Health checks needed in adults with Down's syndrome

Practices should carry out structured health checks for adults with Down's Syndrome according to a study in the British Journal of General Practice.

Health checks for adults with Down's syndrome
Health checks for adults with Down's syndrome
The researchers reviewed the notes of 64 adults with Down’s Syndrome in the Newcastle and Gateshead area and found that nearly half had not seen a doctor in the previous 12 months and 33 per cent had not had a medical assessment in the past three years.

The patients were found to suffer from a variety of additional conditions including congenital heart disease, septal defects, congenital valvular disease, dementia, and Alzheimer’s disease.

The study found that less than half had been immunised against influenza, pneumococcus and hepatitis B. Although 20 per cent were considered obese, only two were under review by a dietician, and more than half had no references to dietary advice or weight control measures in their patient notes nor had they received a thyroid assessment.

The study authors said there appeared to be a low level of medical involvement with patients with Down’s Syndrome and little surveillance for common complications that occur with the condition including coeliac disease, hearing loss, cardiac disease and Alzheimer’s.

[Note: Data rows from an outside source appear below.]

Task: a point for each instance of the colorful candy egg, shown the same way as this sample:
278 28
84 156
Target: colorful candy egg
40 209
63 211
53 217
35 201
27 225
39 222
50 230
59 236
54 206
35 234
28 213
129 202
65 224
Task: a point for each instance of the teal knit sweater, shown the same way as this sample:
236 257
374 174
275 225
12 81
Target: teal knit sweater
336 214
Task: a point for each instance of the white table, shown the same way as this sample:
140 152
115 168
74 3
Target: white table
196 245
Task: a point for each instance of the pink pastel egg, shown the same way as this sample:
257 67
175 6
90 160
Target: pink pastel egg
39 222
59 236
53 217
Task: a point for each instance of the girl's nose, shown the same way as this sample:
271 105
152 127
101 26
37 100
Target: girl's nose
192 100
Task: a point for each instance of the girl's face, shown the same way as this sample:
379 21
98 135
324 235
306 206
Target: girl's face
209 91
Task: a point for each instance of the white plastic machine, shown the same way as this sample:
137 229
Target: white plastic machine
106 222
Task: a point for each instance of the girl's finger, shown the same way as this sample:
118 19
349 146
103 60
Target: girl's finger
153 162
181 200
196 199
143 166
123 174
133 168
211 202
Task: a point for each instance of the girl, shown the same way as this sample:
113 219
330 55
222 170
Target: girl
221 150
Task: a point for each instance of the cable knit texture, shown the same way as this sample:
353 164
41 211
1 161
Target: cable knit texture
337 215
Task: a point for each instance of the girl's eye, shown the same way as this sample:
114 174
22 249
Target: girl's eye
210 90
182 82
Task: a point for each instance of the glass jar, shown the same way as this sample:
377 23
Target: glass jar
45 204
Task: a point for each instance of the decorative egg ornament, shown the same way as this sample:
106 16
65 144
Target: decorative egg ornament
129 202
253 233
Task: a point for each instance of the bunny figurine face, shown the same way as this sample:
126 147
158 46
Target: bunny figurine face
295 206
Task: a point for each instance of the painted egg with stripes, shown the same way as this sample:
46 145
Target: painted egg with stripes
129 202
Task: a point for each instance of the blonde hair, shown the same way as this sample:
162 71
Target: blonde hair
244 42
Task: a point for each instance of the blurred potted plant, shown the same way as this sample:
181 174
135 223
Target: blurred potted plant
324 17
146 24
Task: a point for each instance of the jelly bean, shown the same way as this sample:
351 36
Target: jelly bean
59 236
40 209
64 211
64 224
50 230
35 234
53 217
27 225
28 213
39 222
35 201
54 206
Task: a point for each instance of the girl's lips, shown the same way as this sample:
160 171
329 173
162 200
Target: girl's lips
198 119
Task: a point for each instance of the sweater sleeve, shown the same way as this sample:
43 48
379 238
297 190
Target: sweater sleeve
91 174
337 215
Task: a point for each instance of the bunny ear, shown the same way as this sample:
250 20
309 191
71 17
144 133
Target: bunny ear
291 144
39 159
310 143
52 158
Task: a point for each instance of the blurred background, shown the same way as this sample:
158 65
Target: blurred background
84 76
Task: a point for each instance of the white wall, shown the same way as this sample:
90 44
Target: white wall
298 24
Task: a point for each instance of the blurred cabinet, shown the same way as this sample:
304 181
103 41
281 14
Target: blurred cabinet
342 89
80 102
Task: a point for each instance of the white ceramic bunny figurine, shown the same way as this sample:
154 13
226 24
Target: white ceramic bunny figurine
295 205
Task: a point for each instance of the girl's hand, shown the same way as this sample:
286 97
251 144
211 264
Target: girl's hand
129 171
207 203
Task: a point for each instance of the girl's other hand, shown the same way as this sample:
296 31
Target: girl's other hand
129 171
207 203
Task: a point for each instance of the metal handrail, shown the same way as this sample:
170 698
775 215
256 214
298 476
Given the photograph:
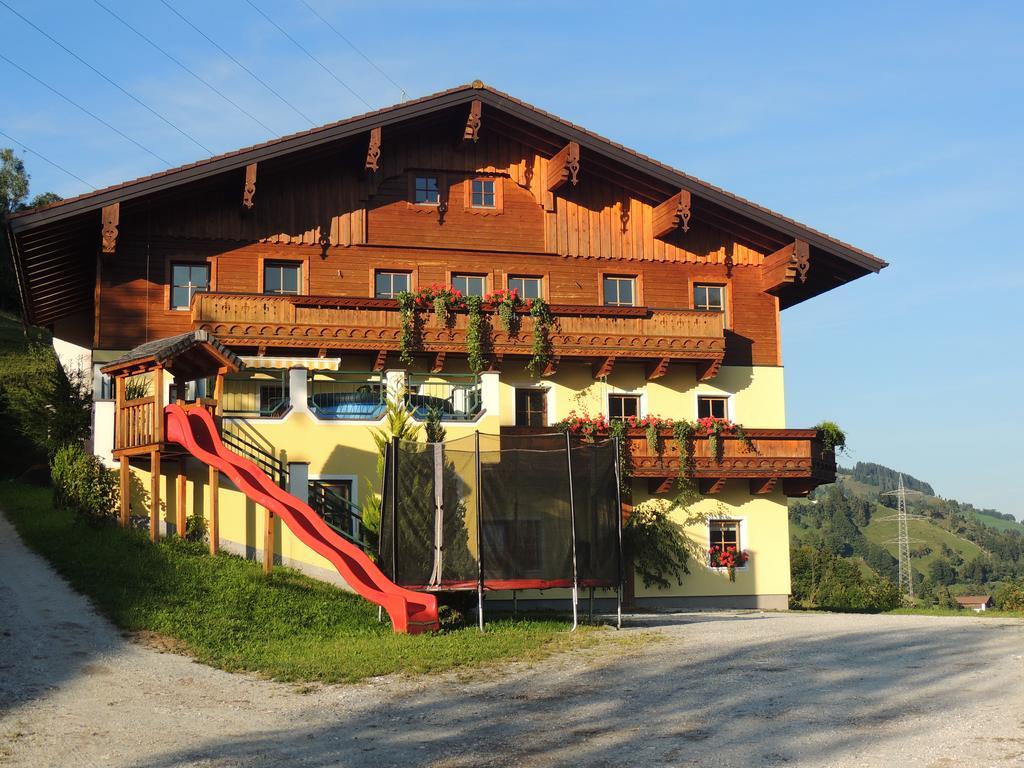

GPs often cited the absence of evidence-based guidelines as a reason not to pursue specific tests and there was also confusion amongst healthcare professionals as to whose role it was to monitor such patients.

Lead author Dr Alex Henderson from the International Centre for Life in Newcaslte upon Tyne, said primary care was best positioned to provide the comprehensive and co-ordinating role required.

‘This study suggests there are potential benefits to structured health checks for adults with Down’s Syndrome,’ he added.

A study from the Netherlands in the same journal found people with intellectual disabilities paid 1.7 times more visits to the GP than those without intellectual disabilities.